A quick note on tonight’s council meeting. Much, much, more to follow!

  1. Frogmore application for Jewish Care Aged Care Facility – refusal passed unanimously with both Esakoff and Delahunty declaring conflicts of interest
  2. Truganini Road application – permit
  3. Bent St – permit with conditions about protecting street trees
  4. North Road 6 storey application – Esakoff moved motion to lop off two storeys and reduce number of dwellings. Motion passed.
  5. Minister’s letter – officers to prepare another report on inconsistencies with VCAT decisions and follow up on resident claims regarding Wynne being amenable to structure plans and zones. This was suddenly a discussion only about COMMERCIAL ZONES!
  6. Lobo gagged from asking questions by Magee, Pilling, Lipshutz
  7. Magee taking on the mantle of chief council promoter!
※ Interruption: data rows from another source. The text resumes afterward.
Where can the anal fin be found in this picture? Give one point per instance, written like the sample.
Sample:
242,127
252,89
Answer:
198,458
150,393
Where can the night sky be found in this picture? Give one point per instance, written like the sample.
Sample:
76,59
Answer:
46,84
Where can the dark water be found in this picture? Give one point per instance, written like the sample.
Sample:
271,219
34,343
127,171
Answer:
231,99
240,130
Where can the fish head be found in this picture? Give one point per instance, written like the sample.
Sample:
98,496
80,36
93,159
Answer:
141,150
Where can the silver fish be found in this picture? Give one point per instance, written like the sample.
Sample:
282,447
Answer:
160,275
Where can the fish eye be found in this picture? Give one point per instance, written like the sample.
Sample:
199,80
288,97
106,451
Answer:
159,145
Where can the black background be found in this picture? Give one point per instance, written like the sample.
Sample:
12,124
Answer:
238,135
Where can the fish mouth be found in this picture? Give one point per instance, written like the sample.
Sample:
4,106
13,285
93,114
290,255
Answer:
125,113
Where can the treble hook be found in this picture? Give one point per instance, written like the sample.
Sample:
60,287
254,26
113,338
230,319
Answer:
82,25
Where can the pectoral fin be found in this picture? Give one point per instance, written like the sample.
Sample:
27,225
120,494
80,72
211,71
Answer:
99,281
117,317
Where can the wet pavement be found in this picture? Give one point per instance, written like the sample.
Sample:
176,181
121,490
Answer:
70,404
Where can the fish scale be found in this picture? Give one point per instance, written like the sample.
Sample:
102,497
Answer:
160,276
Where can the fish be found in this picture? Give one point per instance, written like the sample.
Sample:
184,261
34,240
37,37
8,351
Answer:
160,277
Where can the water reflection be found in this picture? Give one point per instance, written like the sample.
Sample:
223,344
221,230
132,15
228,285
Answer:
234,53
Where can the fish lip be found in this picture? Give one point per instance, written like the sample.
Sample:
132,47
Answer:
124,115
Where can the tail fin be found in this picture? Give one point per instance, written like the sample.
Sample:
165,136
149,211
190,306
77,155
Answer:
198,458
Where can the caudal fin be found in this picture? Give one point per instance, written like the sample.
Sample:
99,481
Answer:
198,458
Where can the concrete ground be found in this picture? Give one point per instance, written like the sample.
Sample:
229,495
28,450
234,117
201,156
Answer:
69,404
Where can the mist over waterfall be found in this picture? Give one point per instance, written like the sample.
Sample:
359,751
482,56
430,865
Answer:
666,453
Level of consistent and cogent argument remains appalling. Political expediency the winner!

Tonight’s Planning Conference on the 9 storey application in Centre Road Bentleigh had a huge turnout of very disgruntled and angry residents. Well over 100 residents and thus far over 150 objections. 6 councillors showed up – Lipshutz (who chaired the meeting), Hyams, Magee, Pilling, Delahunty and Lobo.
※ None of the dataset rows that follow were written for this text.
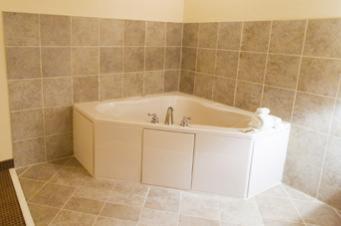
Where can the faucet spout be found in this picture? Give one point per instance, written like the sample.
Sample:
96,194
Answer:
169,120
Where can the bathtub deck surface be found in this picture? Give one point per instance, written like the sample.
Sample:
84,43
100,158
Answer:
63,193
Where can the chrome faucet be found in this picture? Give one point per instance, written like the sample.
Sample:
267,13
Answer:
169,116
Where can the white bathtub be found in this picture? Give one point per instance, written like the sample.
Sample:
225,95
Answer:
219,152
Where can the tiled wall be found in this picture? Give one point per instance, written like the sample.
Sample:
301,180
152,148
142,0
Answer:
292,67
55,61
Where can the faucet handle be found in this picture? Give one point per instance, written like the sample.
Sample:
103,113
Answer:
154,118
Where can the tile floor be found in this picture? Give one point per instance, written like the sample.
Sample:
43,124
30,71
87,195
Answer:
62,193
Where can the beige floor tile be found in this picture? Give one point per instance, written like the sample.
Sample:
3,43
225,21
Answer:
84,205
158,218
53,195
121,212
42,215
70,218
163,199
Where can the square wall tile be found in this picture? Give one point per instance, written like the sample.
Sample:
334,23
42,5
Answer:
85,61
190,35
313,112
229,35
58,120
282,71
111,32
203,85
287,36
55,30
57,92
134,33
320,76
189,56
154,58
153,82
27,124
323,37
171,81
23,62
111,60
256,36
85,31
208,35
173,34
132,84
206,61
56,62
187,82
155,34
248,96
279,101
85,89
252,67
110,86
28,152
21,29
223,90
58,146
227,63
24,94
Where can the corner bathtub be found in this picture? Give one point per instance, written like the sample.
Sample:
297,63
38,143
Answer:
217,153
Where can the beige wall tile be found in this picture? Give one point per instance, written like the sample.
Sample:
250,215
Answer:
203,85
56,62
229,35
223,91
227,64
134,34
287,36
21,29
173,56
111,32
154,58
252,67
206,61
58,146
207,35
85,31
133,59
85,61
155,34
256,36
323,38
190,35
85,89
189,56
58,120
171,81
153,82
174,34
279,101
28,152
282,71
55,30
57,92
110,87
111,60
187,82
313,112
248,96
24,94
132,84
23,62
320,76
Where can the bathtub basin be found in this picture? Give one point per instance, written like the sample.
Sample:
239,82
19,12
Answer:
219,152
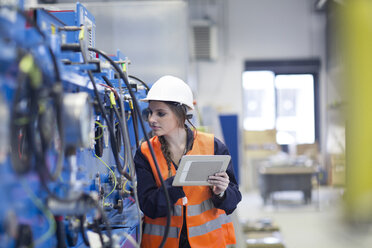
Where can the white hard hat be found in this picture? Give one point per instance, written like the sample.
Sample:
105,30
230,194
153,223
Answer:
170,89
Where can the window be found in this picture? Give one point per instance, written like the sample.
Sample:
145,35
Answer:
282,97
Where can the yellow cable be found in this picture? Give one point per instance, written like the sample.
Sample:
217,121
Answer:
101,126
123,160
112,174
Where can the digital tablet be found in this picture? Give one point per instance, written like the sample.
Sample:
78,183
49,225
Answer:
195,169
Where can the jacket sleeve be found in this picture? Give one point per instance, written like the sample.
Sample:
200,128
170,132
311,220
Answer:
151,198
232,195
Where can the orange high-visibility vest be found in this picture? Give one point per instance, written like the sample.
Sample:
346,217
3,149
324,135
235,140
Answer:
207,226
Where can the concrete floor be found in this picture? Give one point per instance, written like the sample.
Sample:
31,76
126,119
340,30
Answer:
315,225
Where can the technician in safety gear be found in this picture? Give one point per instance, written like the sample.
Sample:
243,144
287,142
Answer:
200,214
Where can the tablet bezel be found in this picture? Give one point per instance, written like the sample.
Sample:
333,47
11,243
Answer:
183,168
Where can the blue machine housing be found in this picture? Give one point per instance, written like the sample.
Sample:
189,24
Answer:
29,216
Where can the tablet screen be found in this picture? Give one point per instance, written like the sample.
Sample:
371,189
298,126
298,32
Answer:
195,169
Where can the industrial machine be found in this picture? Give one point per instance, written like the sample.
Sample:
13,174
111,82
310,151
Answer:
69,126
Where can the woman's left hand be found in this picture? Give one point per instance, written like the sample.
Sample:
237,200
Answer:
220,182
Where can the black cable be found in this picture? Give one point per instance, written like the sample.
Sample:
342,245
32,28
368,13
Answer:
142,82
107,81
56,94
135,126
104,114
146,138
82,230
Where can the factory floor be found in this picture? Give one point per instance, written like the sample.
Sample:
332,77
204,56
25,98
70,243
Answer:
315,225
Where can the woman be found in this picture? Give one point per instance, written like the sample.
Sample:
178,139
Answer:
200,213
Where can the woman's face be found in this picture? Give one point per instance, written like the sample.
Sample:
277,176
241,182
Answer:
161,119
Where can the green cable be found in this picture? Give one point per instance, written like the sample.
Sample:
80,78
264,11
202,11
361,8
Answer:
48,214
112,174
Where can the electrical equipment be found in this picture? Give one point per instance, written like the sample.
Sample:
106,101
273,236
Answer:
69,126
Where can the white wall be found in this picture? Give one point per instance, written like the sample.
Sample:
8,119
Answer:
258,30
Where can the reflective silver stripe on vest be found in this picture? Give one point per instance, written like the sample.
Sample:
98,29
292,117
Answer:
177,210
158,230
193,210
209,226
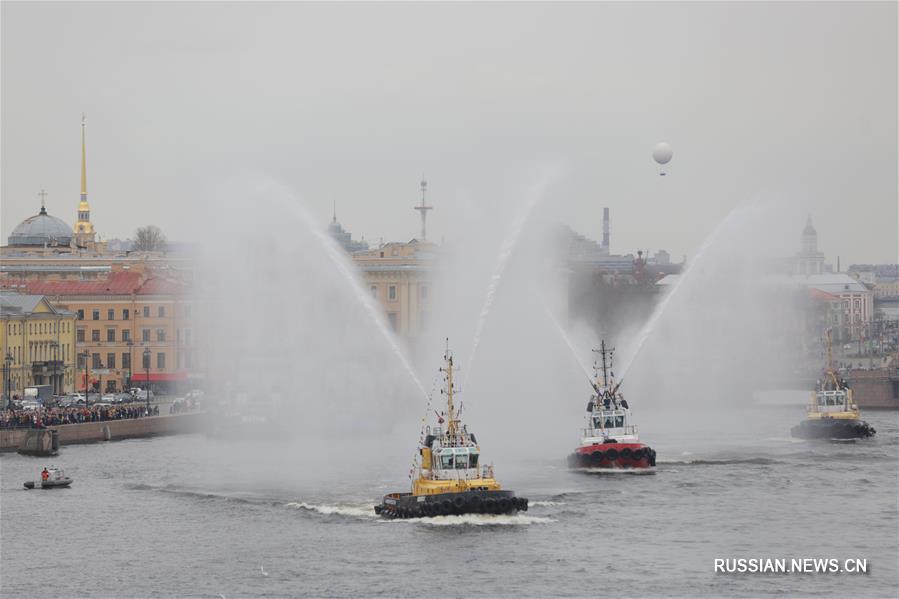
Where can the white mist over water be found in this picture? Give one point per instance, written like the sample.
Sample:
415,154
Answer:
290,335
728,328
733,219
510,243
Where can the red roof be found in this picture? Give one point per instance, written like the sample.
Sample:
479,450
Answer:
823,295
117,283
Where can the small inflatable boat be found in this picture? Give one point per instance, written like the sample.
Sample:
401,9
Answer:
55,478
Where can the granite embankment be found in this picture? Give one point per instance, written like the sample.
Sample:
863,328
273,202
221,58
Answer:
111,430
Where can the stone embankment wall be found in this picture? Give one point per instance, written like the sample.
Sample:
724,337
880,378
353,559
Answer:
874,388
110,430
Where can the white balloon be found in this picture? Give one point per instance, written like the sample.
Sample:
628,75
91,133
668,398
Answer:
662,153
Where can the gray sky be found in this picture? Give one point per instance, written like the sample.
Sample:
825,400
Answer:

It was announced that at 4pm this afternoon the applicant had notified council of his referral to VCAT as a result of council’s failure to reach a decision within the 60 day timeframe. Quite remarkable given that the application was submitted on the 30th June, 2015 – five months ago! Several residents took council to task on this issue, asking why council is incapable of determining something within the legislated timeline.

What makes this even more outrageous is the fact that it only took one month for a decision on a 16 storey application to be rejected by the manager for an application in Egan Street, Carnegie. For this application (and we quote)  (t)he reasons for the refusal relate to planning policy; impact on the public realm, height and scale of the building; traffic impacts, internal amenity; and equitable development rights with the adjoining sites. This is identical to all the objections raised by residents at tonight’s meeting. Hence, why does one application only take 32 days to determine and another application fails to be determined in 5 months? Why is one application refused under delegation by the Manager, and this application is permitted to go on and on and on? Or is this another instance perhaps of the Alma Club fiasco where council also failed to deliver a decision in 60 days and at ‘mediation’ caved in entirely so the developer got his way?
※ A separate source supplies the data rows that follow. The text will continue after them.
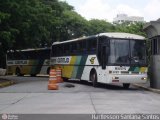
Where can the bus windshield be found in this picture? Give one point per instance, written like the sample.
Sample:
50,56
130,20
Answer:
127,52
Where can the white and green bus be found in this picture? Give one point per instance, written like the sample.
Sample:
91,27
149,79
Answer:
28,61
104,58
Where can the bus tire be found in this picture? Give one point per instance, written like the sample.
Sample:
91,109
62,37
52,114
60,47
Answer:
93,77
33,75
126,85
18,72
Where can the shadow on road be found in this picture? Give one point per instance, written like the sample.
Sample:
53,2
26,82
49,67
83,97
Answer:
100,85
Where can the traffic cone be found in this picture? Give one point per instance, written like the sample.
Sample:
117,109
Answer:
59,75
52,85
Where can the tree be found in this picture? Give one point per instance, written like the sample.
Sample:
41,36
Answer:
99,26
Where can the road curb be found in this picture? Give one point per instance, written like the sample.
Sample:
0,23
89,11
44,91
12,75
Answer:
6,83
148,88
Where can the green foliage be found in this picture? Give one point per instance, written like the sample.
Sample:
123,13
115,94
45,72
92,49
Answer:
100,26
38,23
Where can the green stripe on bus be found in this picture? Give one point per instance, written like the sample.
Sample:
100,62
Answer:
75,69
81,68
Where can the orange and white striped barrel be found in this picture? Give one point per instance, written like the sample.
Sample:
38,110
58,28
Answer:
53,87
53,76
59,74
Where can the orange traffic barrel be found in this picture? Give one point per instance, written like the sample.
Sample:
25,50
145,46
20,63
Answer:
59,74
52,85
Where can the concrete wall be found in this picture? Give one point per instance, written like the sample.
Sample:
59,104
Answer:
2,72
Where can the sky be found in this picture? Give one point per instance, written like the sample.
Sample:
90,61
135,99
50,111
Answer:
108,9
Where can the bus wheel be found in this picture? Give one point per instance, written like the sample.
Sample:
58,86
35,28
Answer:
126,85
93,78
18,72
33,75
48,70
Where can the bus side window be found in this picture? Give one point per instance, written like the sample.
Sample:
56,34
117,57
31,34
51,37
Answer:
91,45
66,49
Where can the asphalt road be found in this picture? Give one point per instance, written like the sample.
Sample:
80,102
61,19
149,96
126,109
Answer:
30,96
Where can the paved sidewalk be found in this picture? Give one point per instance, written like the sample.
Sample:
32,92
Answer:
146,86
6,82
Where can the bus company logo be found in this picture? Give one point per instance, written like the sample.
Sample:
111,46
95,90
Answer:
4,116
9,117
63,60
92,60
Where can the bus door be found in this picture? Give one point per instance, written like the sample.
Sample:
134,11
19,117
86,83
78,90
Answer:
103,53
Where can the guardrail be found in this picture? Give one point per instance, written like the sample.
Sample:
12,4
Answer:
2,72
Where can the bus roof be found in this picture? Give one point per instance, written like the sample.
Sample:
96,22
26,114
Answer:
109,34
122,35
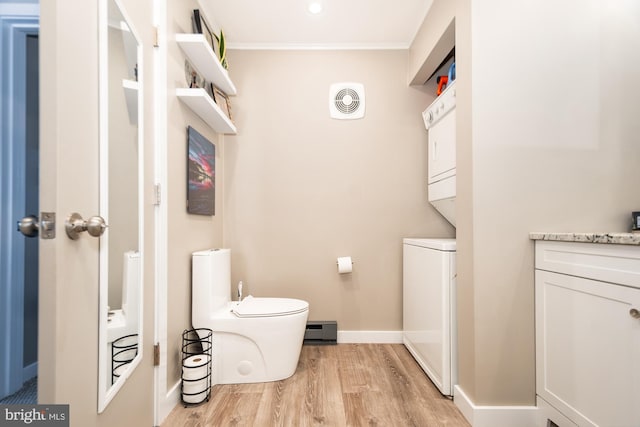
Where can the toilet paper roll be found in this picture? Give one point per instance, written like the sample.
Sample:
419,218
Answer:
195,367
345,265
194,391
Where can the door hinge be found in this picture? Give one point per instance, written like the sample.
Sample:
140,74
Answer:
156,355
157,194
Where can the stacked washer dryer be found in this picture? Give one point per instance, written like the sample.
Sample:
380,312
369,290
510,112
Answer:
429,265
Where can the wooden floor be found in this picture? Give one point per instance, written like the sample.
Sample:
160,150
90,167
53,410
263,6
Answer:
334,385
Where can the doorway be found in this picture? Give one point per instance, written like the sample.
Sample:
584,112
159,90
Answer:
19,196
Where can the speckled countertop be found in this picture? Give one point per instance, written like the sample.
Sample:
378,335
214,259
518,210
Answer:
612,238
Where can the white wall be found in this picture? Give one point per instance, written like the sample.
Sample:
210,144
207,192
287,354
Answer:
555,96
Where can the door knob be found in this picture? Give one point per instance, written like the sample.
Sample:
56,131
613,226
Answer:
74,225
29,226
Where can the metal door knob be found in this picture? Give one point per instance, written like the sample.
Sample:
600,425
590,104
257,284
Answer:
74,225
29,226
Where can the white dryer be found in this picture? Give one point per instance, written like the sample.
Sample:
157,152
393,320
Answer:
429,314
440,121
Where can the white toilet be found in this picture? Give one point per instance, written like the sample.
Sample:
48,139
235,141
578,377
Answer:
255,340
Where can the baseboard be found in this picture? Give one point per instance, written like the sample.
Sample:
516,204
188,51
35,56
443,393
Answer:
29,371
370,337
494,416
171,401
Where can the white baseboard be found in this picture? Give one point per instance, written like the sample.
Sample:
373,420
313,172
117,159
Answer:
29,371
370,337
494,416
171,401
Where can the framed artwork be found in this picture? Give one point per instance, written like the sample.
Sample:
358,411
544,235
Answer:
201,171
200,26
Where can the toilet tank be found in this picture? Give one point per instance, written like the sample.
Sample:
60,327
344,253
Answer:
210,284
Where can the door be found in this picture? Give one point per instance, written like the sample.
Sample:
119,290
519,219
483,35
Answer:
18,194
588,349
69,182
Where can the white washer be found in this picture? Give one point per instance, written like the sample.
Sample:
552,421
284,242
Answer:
429,315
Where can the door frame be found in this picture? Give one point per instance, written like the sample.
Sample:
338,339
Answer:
15,25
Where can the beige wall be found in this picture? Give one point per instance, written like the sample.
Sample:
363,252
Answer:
302,189
186,232
68,309
550,147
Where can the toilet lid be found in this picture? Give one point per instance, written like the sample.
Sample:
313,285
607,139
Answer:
265,307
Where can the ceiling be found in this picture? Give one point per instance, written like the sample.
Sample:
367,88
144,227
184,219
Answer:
342,24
The most promising aspect of tonight was:

  • How well versed residents were in planning law and how little the professional planners seemed to know, or couldn’t answer
  • How residents are no longer prepared to sit and merely accept council’s waffle
  • How residents are now loudly and clearly demanding that councillors introduce planning scheme amendments – although Lipshutz denied that this was an option and the planners pleaded ignorance, thereby contradicting what Magee and other councillors have allegedly told individual residents.
  • How residents are now demanding that council do what it is supposed to do – ie. insist on accurate and valid traffic reports from the developer; that height in basement car parking be measured accurately so that cars over a certain height can enter; that Heritage of nearby streets be protected.
  • How community expertise is prepared to challenge council ‘expertise’ – ie architects, air conditioning professionals, and ordinary residents who have had enough of council’s pro-development agendas and seeing their neighbourhoods destroyed.

Of course, tonight was merely going through the motions. The developer did not front, and Lipshutz performed his usual trick of twice threatening to close the meeting. In fact, he closed the meeting with people still wanting to ask questions. Ultimately, tonight’s meeting was another clear message to councillors – shape up or ship out like Newton and Akehurst have.